Day: April 15, 2022

Related Products of 63996-36-1, Researchers who often do experiments know that organic synthesis is a process of preparing more complex target molecules from simple raw materials through one or more chemical reactions. Generally, it requires fewer steps,and cheap raw materials. 63996-36-1, name is 2-(4-Bromophenyl)pyridine. A new synthetic method of this compound is introduced below.

A solution of 2-bromopyridine (2.0 g) in anhydrous THF (50 ml) was cooled at -78 C in a nitrogen atmosphere, and a solution of tert-butyl lithium in pentane (1.64M, 15.0 ml) was added dropwise. The mixture was stirred for 10 minutes, and a 1M solution of zinc chloride in ether was dropwise added over 10 minutes. After the mixture was allowed to worm to room temperature over 2 hours, a solution of Pd(PPh3)4 (71 mg) and 1-bromo-4-iodobenzene (3.56 g) in anhydrous THF (20 ml) was added, and the mixture was stirred at room temperature for 3 days. To the reaction was added a 10% aqueous ammonia, and the mixture was extracted with ethyl acetate. The ethyl acetate solution was washed with saturated brine, and dried over magnesium sulfate, followed by evaporating the solvent. The residue was purified by silica gel chromatography (70 g, hexane-ethyl acetate = 4: 1) to give 2.37 g of 2-(4-bromophenyl]pyridine (79.9%). To the aliquot of 2-(4-bromophenyl]pyridine (702 mg) were added 3-thiopheneboronic acid (460 mg), Pd(PPh3)4 (104 mg), sodium carbonate (2M, 3.6 ml), and DME (6ml), and the mixture was heated at reflux for 2 hours. After cooling, water was added, and the mixture was extracted with ethyl acetate. The organic layer was dried over magnesium sulfate. The solvent was evaporated, and the residue was purified by silica gel chromatography (40 g, hexane-ethyl acetate = 4: 1) to give crude materials, which were recrystallized from ethyl acetate giving 457 mg of the intended compound (64.3%).
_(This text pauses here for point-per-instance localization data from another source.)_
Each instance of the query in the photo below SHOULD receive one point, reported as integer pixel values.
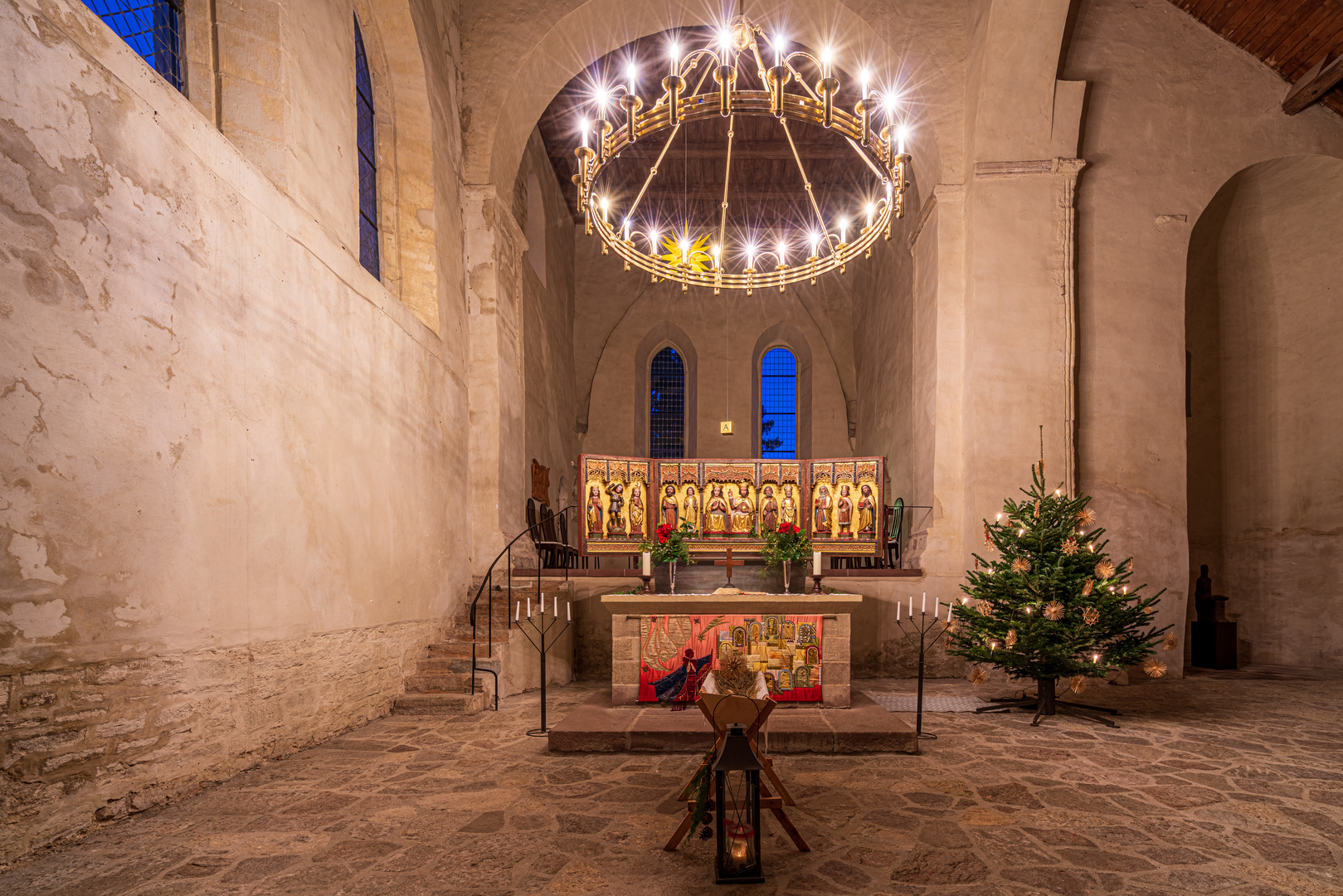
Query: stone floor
(1225, 783)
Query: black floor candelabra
(923, 626)
(546, 637)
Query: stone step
(440, 663)
(438, 704)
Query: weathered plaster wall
(232, 464)
(552, 405)
(1265, 321)
(1173, 113)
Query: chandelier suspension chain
(806, 183)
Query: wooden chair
(728, 709)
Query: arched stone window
(152, 28)
(779, 403)
(367, 145)
(666, 405)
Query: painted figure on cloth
(844, 512)
(768, 512)
(690, 507)
(616, 511)
(669, 509)
(637, 511)
(821, 512)
(716, 514)
(743, 511)
(867, 512)
(789, 508)
(594, 511)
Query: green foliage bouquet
(786, 544)
(669, 544)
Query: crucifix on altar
(728, 562)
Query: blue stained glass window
(778, 403)
(367, 158)
(151, 27)
(666, 405)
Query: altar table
(835, 610)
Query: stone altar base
(599, 727)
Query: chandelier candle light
(737, 51)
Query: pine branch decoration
(1032, 606)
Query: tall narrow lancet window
(778, 403)
(666, 405)
(367, 164)
(151, 27)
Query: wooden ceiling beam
(1314, 85)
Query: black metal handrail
(488, 589)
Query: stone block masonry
(95, 742)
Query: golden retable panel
(731, 503)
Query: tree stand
(1047, 704)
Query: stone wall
(232, 465)
(95, 742)
(1264, 483)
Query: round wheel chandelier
(826, 241)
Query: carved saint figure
(789, 508)
(821, 512)
(867, 512)
(669, 505)
(690, 507)
(743, 511)
(716, 514)
(616, 509)
(594, 511)
(844, 512)
(637, 509)
(768, 511)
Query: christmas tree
(1050, 605)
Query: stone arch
(507, 102)
(790, 338)
(659, 336)
(1262, 327)
(405, 155)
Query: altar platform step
(599, 727)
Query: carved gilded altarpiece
(729, 503)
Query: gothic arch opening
(1265, 460)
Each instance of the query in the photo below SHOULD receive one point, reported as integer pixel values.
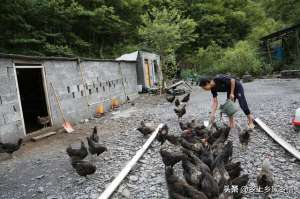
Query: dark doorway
(32, 94)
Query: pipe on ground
(117, 181)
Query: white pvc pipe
(278, 139)
(116, 182)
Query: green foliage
(164, 31)
(208, 58)
(266, 27)
(240, 59)
(210, 36)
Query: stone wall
(80, 87)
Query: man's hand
(231, 96)
(212, 118)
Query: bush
(240, 60)
(207, 59)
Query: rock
(133, 178)
(125, 193)
(93, 196)
(88, 189)
(40, 190)
(54, 197)
(39, 177)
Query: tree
(164, 31)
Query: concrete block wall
(11, 127)
(79, 94)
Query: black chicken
(144, 129)
(170, 98)
(206, 156)
(191, 173)
(195, 160)
(187, 125)
(10, 148)
(178, 187)
(221, 175)
(226, 154)
(240, 181)
(162, 134)
(234, 169)
(171, 154)
(196, 147)
(177, 102)
(265, 177)
(95, 148)
(209, 186)
(180, 111)
(94, 135)
(186, 98)
(173, 139)
(244, 137)
(83, 168)
(78, 154)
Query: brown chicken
(177, 102)
(95, 148)
(94, 135)
(170, 98)
(83, 168)
(186, 98)
(180, 111)
(10, 148)
(43, 120)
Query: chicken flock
(203, 155)
(77, 156)
(205, 158)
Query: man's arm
(232, 87)
(214, 107)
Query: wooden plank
(44, 135)
(116, 182)
(174, 85)
(278, 139)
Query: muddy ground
(42, 169)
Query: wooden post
(117, 181)
(84, 84)
(269, 52)
(297, 42)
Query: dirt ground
(42, 169)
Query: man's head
(206, 83)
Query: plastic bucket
(229, 108)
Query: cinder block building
(81, 85)
(149, 72)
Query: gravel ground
(42, 169)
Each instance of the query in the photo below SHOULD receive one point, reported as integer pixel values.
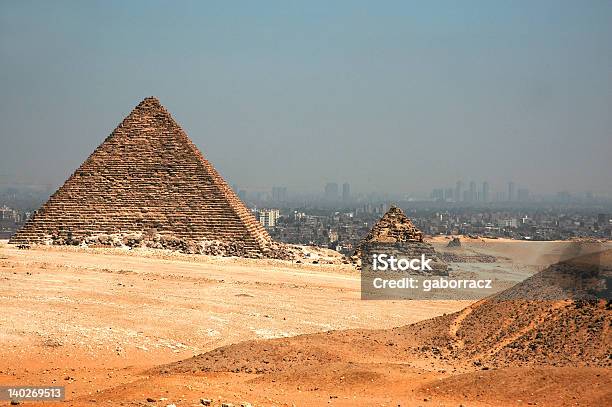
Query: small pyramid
(146, 176)
(394, 227)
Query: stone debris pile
(455, 242)
(396, 234)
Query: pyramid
(146, 177)
(397, 235)
(394, 227)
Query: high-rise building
(268, 217)
(449, 194)
(346, 192)
(485, 192)
(522, 194)
(279, 194)
(458, 191)
(511, 196)
(331, 191)
(437, 194)
(473, 194)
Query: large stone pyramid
(146, 177)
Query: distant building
(458, 191)
(346, 192)
(511, 196)
(437, 194)
(473, 194)
(279, 194)
(449, 194)
(268, 217)
(331, 191)
(485, 192)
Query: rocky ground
(156, 328)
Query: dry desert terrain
(118, 327)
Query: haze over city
(396, 97)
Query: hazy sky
(390, 96)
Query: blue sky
(389, 96)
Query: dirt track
(99, 321)
(94, 319)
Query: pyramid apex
(150, 100)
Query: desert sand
(118, 327)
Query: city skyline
(396, 97)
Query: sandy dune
(113, 325)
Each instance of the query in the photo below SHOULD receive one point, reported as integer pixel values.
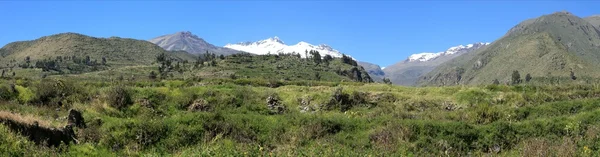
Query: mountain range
(186, 41)
(124, 51)
(408, 71)
(274, 45)
(554, 45)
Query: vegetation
(554, 45)
(228, 118)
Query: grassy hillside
(116, 51)
(180, 118)
(548, 46)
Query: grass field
(231, 118)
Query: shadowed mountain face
(549, 46)
(374, 70)
(121, 51)
(186, 41)
(408, 71)
(594, 20)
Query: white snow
(274, 45)
(426, 56)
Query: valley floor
(229, 118)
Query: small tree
(516, 77)
(152, 75)
(119, 97)
(496, 82)
(527, 78)
(387, 81)
(317, 76)
(103, 60)
(327, 59)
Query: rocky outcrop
(42, 134)
(274, 105)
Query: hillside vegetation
(553, 45)
(207, 118)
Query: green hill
(115, 50)
(549, 46)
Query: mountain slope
(551, 45)
(186, 41)
(121, 51)
(373, 70)
(408, 71)
(275, 45)
(594, 20)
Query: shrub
(54, 92)
(119, 97)
(7, 92)
(25, 95)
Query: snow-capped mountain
(408, 71)
(275, 45)
(426, 56)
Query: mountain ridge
(275, 45)
(191, 43)
(552, 45)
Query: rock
(76, 119)
(145, 103)
(305, 105)
(274, 105)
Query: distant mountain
(548, 46)
(118, 51)
(186, 41)
(408, 71)
(594, 20)
(373, 70)
(275, 45)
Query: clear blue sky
(381, 32)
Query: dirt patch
(38, 131)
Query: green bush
(119, 97)
(58, 92)
(8, 92)
(25, 95)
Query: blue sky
(381, 32)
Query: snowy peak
(426, 56)
(275, 39)
(275, 45)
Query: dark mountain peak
(564, 12)
(187, 41)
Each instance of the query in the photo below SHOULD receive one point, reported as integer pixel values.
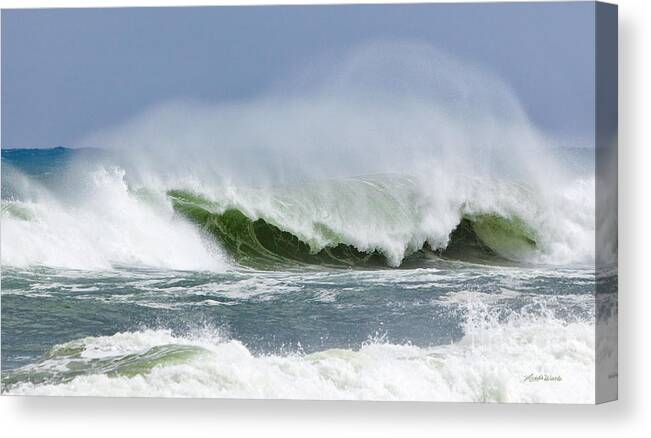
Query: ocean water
(335, 289)
(390, 226)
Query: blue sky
(67, 73)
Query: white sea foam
(525, 357)
(106, 224)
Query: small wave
(490, 363)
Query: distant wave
(374, 221)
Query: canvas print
(353, 202)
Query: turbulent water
(128, 292)
(347, 242)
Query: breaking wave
(525, 356)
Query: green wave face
(480, 238)
(510, 238)
(258, 244)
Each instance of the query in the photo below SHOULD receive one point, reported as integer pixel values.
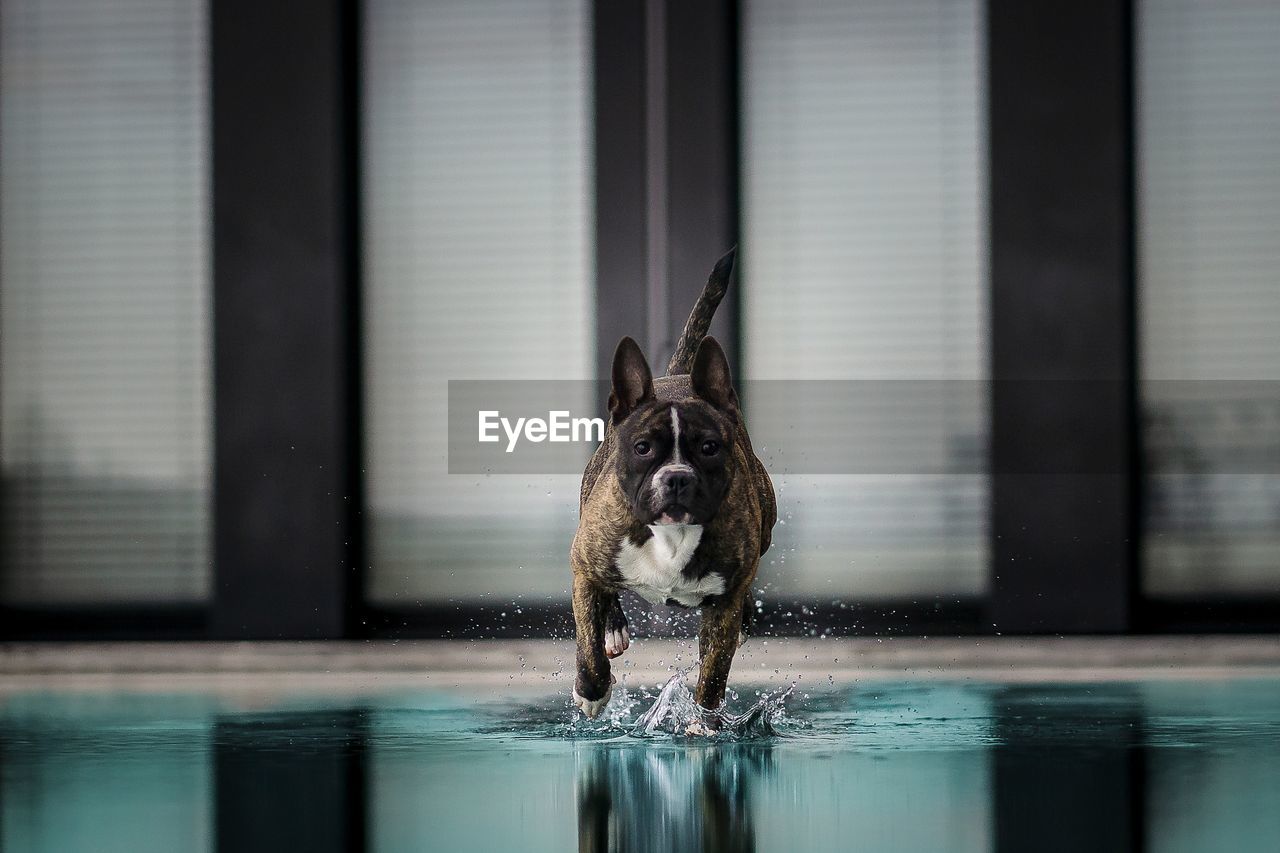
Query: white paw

At the same time, in my other blogs, there are other synthetic methods of this type of compound,63996-36-1, 2-(4-Bromophenyl)pyridine, and friends who are interested can also refer to it.

Reference:
Patent; SHIONOGI & CO., LTD.; EP1426046; (2004); A1;,
Pyridine – Wikipedia,
Pyridine | C5H5N – PubChem

Adding a certain compound to certain chemical reactions, such as: 59105-50-9, (5-Bromopyridin-3-yl)(phenyl)methanone, can increase the reaction rate and produce products with better performance than those obtained under traditional synthetic methods. Here is a downstream synthesis route of the compound, SDS of cas: 59105-50-9, blongs to pyridine-derivatives compound. SDS of cas: 59105-50-9

General procedure: Pd(PPh3)4 (17.3 mg, 0.015 mmol) was added to a solution of 3-benzoy-5-bromo pyridine(130.1 mg, 0.5 mmol) and aryl boronic acid (0.6 mmol) in MeOH (0.2 mL), toluene (0.8 mL),and 2 M Na2CO3 (0.2mL) under N2. The mixture was heated to 75 C for 2 h, and then cooledto room temperature and concentrated under reduced pressure. Water was added to theresidue and the aq. phase was extracted with DCM (3 × 5 mL). The combined organic layerswere washed with brine, dried over Na2SO4, and evaporated to obtain the crude product.Purification by column chromatography on silica gel afforded the desired product.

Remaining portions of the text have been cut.